Rusya’nın Washington’daki büyükelçiliği, Telegram kanalından yaptığı açıklamada, “ABD’nin Ukrayna’ya seyreltilmiş uranyum tedarik etme kararı acımasızlığın bir göstergesidir” sözlerini dile getirdi. Büyükelçilik, “Bu hareket Washington’un sadece geriye son Ukraynalı kalana kadar savaşa devam edeceğinin değil, tüm nesilleri ortadan kaldırmaya hazır olduğunu da açıkça gösteriyor” dedi.
“ABD kasıtlı olarak ayrım gözetmeyen etkilere sahip silahlar transfer ediyor” diye ekleyen büyükelçilik, “Bu silahların sonuçlarının tamamen farkındalar. Bu tür mühimmatların patlaması, hareketli bir radyoaktif bulutun oluşmasına neden olur. Küçük uranyum parçacıkları solunum yollarına, akciğerlere, yemek borusuna girer, böbreklerde birikir, kansere neden olur ve bedenin tamamının işlevinin engellenmesine yol açar” diye ekledi.

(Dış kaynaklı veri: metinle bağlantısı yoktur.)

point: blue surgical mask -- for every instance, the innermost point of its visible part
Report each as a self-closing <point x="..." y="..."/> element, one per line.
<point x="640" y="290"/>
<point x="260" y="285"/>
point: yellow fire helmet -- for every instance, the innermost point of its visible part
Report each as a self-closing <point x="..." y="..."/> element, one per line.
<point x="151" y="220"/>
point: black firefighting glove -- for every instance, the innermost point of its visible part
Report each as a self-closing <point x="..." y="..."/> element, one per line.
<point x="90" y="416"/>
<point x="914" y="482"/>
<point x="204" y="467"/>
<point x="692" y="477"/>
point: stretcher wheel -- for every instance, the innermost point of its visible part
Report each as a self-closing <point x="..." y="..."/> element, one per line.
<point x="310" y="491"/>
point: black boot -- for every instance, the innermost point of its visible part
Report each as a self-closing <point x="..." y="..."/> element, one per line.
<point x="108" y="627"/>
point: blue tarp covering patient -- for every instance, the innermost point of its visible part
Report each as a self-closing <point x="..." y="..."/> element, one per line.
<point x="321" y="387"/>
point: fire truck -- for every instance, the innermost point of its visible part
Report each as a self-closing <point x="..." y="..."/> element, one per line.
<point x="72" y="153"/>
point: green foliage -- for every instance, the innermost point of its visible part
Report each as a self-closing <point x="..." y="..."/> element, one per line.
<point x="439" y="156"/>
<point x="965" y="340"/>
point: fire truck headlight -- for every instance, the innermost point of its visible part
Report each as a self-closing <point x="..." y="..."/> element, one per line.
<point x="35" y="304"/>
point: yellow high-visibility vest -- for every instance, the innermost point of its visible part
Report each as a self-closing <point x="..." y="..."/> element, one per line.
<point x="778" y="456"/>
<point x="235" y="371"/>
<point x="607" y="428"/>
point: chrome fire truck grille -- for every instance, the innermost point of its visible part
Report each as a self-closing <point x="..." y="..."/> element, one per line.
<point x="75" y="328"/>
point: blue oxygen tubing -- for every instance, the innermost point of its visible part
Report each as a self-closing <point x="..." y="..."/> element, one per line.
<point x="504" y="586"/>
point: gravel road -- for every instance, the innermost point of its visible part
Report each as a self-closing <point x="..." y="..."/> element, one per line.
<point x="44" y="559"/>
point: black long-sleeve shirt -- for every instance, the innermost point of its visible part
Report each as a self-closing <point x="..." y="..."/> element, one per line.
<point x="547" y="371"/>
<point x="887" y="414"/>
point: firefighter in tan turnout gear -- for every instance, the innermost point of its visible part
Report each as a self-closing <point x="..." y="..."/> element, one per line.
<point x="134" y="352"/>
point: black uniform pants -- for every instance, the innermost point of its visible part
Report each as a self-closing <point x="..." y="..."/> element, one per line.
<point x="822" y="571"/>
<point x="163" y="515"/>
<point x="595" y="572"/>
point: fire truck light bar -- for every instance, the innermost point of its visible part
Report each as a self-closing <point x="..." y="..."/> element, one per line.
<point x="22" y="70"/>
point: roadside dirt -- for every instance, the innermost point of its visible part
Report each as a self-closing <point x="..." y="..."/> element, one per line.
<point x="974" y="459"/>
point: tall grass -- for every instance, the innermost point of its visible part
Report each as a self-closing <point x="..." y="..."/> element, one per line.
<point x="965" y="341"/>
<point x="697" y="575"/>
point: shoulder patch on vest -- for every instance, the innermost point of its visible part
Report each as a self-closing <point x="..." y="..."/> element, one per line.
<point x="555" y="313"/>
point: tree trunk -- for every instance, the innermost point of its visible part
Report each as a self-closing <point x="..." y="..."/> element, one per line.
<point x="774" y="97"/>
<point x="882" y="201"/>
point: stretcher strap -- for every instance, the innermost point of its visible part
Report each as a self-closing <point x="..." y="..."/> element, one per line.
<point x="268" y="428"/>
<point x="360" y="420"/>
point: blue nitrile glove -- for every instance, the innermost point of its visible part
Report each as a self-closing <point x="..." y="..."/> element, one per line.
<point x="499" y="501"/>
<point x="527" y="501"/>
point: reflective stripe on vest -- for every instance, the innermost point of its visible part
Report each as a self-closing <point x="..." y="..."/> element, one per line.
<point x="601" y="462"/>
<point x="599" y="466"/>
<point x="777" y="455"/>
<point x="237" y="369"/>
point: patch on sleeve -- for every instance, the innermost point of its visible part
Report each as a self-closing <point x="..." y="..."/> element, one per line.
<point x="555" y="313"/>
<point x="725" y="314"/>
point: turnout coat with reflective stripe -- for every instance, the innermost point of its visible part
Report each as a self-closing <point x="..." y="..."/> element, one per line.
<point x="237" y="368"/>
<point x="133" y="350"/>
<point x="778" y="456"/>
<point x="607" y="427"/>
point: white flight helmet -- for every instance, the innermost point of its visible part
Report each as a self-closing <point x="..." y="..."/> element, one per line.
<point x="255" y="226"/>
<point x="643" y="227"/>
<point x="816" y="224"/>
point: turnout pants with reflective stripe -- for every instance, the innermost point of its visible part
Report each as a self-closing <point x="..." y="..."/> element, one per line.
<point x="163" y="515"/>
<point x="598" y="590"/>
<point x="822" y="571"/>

ABD Ulusal Güvenlik Konseyi Sözcüsü John Kirby, mühimmatın radyoaktif olmadığını ve nükleer silah alanına girmeye ‘yakın olmadığını’ söyledi. Kirby, “Bu özellikle zırh delme kabiliyeti nedeniyle kullanılan sıradan bir mühimmat” dedi.
İngiltere’nin Ukrayna’ya mart ayında seyreltilmiş uranyum mühimmatı tedarik etmesinin ardından Rusya Devlet Başkanı Vladimir Putin, Moskova’nın ‘buna uygun şekilde karşılık vereceği’ uyarısında bulunmuş ve Batı’yı ‘nükleer içerikli silah’ konuşlandırmakla suçlamıştı.